The same material states that India accounted for over 50% of global ransomware assaults in 2024, according to multiple threat-intelligence reports, and that supply-chain ransomware attacks now make up close to 90% of incidents affecting financial institutions. It also notes that attackers are increasingly using generative AI for deepfake emails, texts, and voice calls, making impersonation harder to detect.

Key facts and figures mentioned

What “preemptive steps” can mean in practice

The material does not list specific actions taken by individual banks, but it does outline the direction regulators are pushing. RBI-linked guidance and commentary referenced in the content emphasise zero-trust approaches, stronger governance for data and AI models, and accountability that cannot be outsourced even when banks depend on fintechs and technology partners.

The Digital Threat Report section also lists areas for organisations to strengthen across people, process, and technology. Examples mentioned include more frequent security training, accelerating vulnerability assessments, comprehensive incident response playbooks, integrating threat intelligence into monitoring, patching network devices more frequently, and tighter authentication and access control.

Why this matters for financial stability, not just IT security

A key risk described is contagion through connectivity. Banks connect corporates, retail users, and payment systems, and a breach in one layer can trigger a domino effect across the financial network. RBI’s supervisory framing also connects customer harm to confidence and liquidity risk, noting that in a digital environment, mistrust can spread rapidly.

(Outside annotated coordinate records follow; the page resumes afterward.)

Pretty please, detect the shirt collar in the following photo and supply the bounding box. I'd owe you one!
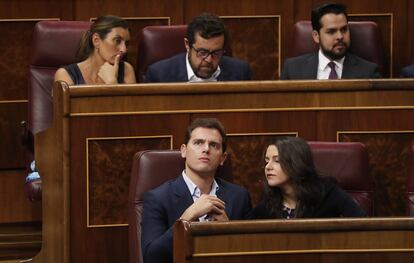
[185,52,221,82]
[182,170,219,199]
[318,49,345,72]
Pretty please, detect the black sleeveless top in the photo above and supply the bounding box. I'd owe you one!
[63,61,125,85]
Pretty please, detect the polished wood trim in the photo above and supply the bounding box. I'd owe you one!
[85,135,174,228]
[174,217,414,263]
[336,130,414,142]
[0,100,29,104]
[348,13,394,76]
[0,17,60,22]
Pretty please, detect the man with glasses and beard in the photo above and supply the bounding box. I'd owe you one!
[145,13,251,82]
[280,3,381,80]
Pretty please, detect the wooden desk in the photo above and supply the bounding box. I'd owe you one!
[174,218,414,263]
[35,80,414,263]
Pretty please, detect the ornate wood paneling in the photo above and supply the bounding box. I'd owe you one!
[0,101,27,169]
[349,13,394,77]
[86,136,172,227]
[125,17,170,76]
[0,169,42,223]
[338,131,414,216]
[0,20,39,100]
[222,16,280,80]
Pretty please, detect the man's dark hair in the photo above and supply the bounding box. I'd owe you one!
[184,118,227,152]
[311,3,348,32]
[185,13,227,47]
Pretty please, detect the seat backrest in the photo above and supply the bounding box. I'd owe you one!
[406,145,414,216]
[137,25,187,82]
[309,142,374,216]
[128,150,232,263]
[28,21,90,134]
[287,21,385,74]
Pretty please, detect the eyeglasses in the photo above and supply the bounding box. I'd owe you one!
[191,46,225,59]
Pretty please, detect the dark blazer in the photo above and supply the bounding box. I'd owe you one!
[249,184,367,219]
[145,52,251,82]
[141,176,251,263]
[400,64,414,78]
[280,52,381,80]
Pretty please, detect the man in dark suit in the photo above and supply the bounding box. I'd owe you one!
[141,119,251,263]
[280,3,381,80]
[400,64,414,78]
[145,13,251,82]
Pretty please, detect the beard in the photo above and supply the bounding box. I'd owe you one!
[321,42,349,60]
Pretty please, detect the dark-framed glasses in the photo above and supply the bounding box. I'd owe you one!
[191,46,225,59]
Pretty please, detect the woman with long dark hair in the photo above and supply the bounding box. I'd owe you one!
[55,15,136,85]
[252,137,366,219]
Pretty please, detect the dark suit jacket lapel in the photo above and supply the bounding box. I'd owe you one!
[302,52,319,79]
[171,174,194,218]
[174,52,188,82]
[215,177,232,218]
[342,53,359,79]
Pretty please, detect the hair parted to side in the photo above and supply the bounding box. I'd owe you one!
[185,13,228,47]
[184,118,227,152]
[78,15,128,61]
[311,2,348,32]
[265,137,336,218]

In that backdrop, concerns around a powerful cybersecurity-focused AI model being accessed by unauthorised users, and the possibility of AI-assisted exploitation, fit into a systemic-risk lens rather than a narrow incident-response lens.

Conclusion

The Mythos-linked concerns, the Finance Ministry’s CEO meeting, and RBI’s recent supervisory warnings point to a common theme: digital banking has made risks faster, harder to isolate, and more dependent on shared technology ecosystems. Next steps, as indicated in the material, are continued regulatory assessment of AI-linked cyber risk and banks taking preemptive measures aligned with tighter governance, resilience, and third-party risk controls.